Somewhere in Joe Carnahan’s SMOKIN’ ACES there is a really good film trying desperately to get out. Several actually. And therein lays the problem. Dashing blithely as he does through several different genres Carnahan shows moxie and a genuine flair for each one: black comedy, gut-wrenching drama, farcical silliness, and a deeply affecting morality tale. It’s a tricky business at best and kudos all around for Carnahan and his cast of players who move effortlessly from one mood to the other. My gripe is that each is so good that it was jarring to be bounced back and forth as the film barreled along lickety-split, turning on a dime into another genre before the audience is quite ready to leave the one in progress.

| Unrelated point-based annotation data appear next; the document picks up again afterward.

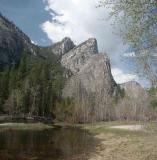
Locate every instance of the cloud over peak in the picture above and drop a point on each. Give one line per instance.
(80, 20)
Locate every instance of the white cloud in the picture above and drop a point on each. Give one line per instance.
(80, 20)
(33, 42)
(121, 77)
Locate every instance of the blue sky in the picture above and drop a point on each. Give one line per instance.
(78, 19)
(28, 15)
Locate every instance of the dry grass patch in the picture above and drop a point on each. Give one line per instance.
(123, 144)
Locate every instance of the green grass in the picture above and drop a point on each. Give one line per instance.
(120, 144)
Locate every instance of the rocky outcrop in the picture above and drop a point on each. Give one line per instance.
(12, 42)
(62, 47)
(134, 89)
(91, 84)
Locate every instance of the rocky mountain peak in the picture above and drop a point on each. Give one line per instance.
(79, 55)
(91, 83)
(60, 48)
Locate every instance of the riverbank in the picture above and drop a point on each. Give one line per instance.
(24, 126)
(124, 144)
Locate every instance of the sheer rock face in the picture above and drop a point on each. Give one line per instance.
(134, 90)
(91, 83)
(78, 56)
(12, 42)
(63, 47)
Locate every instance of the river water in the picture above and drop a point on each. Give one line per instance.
(49, 144)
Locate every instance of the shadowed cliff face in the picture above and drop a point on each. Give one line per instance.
(12, 42)
(91, 84)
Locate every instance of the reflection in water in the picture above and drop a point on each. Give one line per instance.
(54, 144)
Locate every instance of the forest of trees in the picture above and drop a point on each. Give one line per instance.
(31, 87)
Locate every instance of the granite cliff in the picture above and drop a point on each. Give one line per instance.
(91, 83)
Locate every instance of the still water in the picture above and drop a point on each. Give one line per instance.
(50, 144)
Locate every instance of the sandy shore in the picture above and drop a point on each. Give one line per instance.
(124, 142)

The film starts with FBI partners and best pals Carruthers (Ray Liotta) and Messner (Ryan Reynolds) on a stakeout. They’re monitoring the last days of a dying Don, the mob kind, and as they banter back and forth about the medicinal wonders of urine, they hear something that doesn’t quite make sense. That would be a reference to a surgeon coupled with a $1 million hit on Buddy “Aces” Israel. That Buddy has ticked someone, or several someones off, is not surprise. He’s a Vegas magician who made friends with the mob and then decided that being a goodfella would be more fun than being a headliner. The problem was that he was not very good at it. The FBI’s problem is that Buddy, secreted away in a Lake Tahoe casino penthouse, is in negotiations to spill everything he knows about the mob to the Feds. The thing that’s puzzling Carruthers, Messner, and their boss (Andy Garcia) is the surgeon reference. There’s no known hit man with that nickname. Not that it matters. Every hitman, hitwoman, and assorted hanger-on in the known world is after Buddy, and the race is on between the good, the bad, and addled as to who will get to him first.

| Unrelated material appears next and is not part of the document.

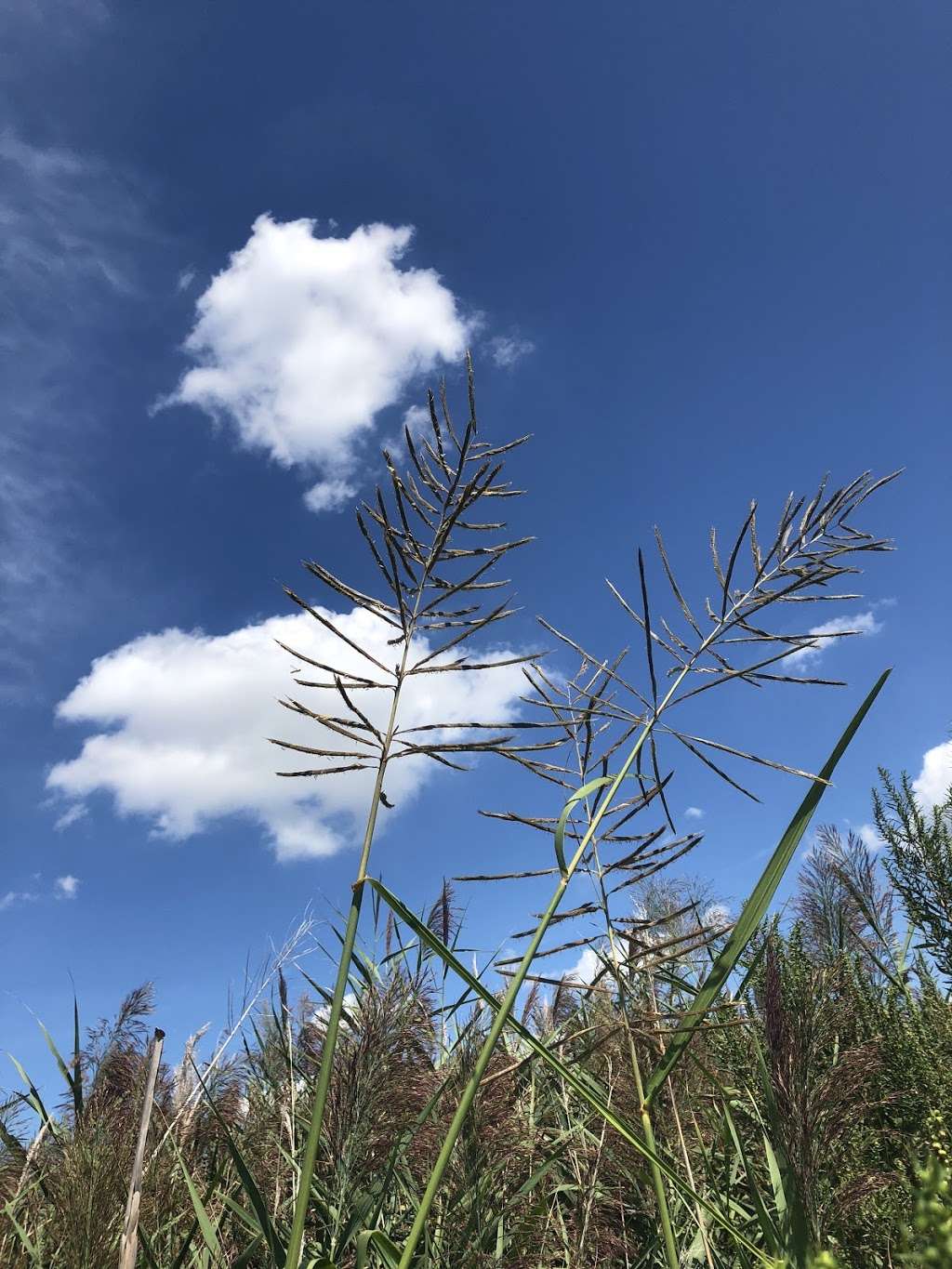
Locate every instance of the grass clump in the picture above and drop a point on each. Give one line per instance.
(721, 1091)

In a neat bit of exposition that plays as anything but, the particulars are laid out by one of the addled, bail bondsmen Ben Affleck, as he shoots pool with his crew. I bring it up because that’s the caliber of writing at work here. As with his previous film, NARC, Carnahan uses the law enforcement guys to effectively get at the grit and the tension of explosive personalities working with the dregs of society. He also nails nihilistic violence played to excellent effect with cartoonish hyperbole using the Tremor Brothers, psycho bad boys given to outbursts of gleeful mayhem and tattoos, both of which mix bad taste with piquant inventiveness. Tossed into the mix are a pair of lovebird hit women (Taraji P. Henson and Alicia Keyes), a neat plot twist, a corpse puppet show with metaphysical overtones, and lawyers who are more of a menace to society than any of the criminals they defend. Or try to.
Carnahan knows what he’s doing with a camera, a script and actors. Casting Jason Bateman in a jumped-up cameo as one of those lawyers with issues that encapsulates both the absurdity and the menace of the premise is a minor flash of genius. The film splashes on the screen with an assured kick-ass energy that does the job, and while it surrenders often to gratuitous violence, it’s rarely for its own sake. There’s some sly commentary going on. The cast is right there with Carnahan, particularly Piven who does ironic self-loathing, cynicism with unexpected depth, one moment contemplating his reflection in rare bout of silent self-awareness, in another, stumbling through the detritus, human and other, of the previous evening’s debauchery and haranguing his perpetually befuddled sidekick with a quick spiel of putdowns. On the opposite end of the scale is Reynolds, who for the most part inhabits the drama/morality tale portion of the story, and does so with equal depth and none of the irony.
In a perfect world, Carnahan would make four different films, one each for each of the moods he went for in SMOKIN’ ACES, and referencing the tone of the others. I’d be first in line to watch the quadruple feature, and later first in line to buy the box set when it came out.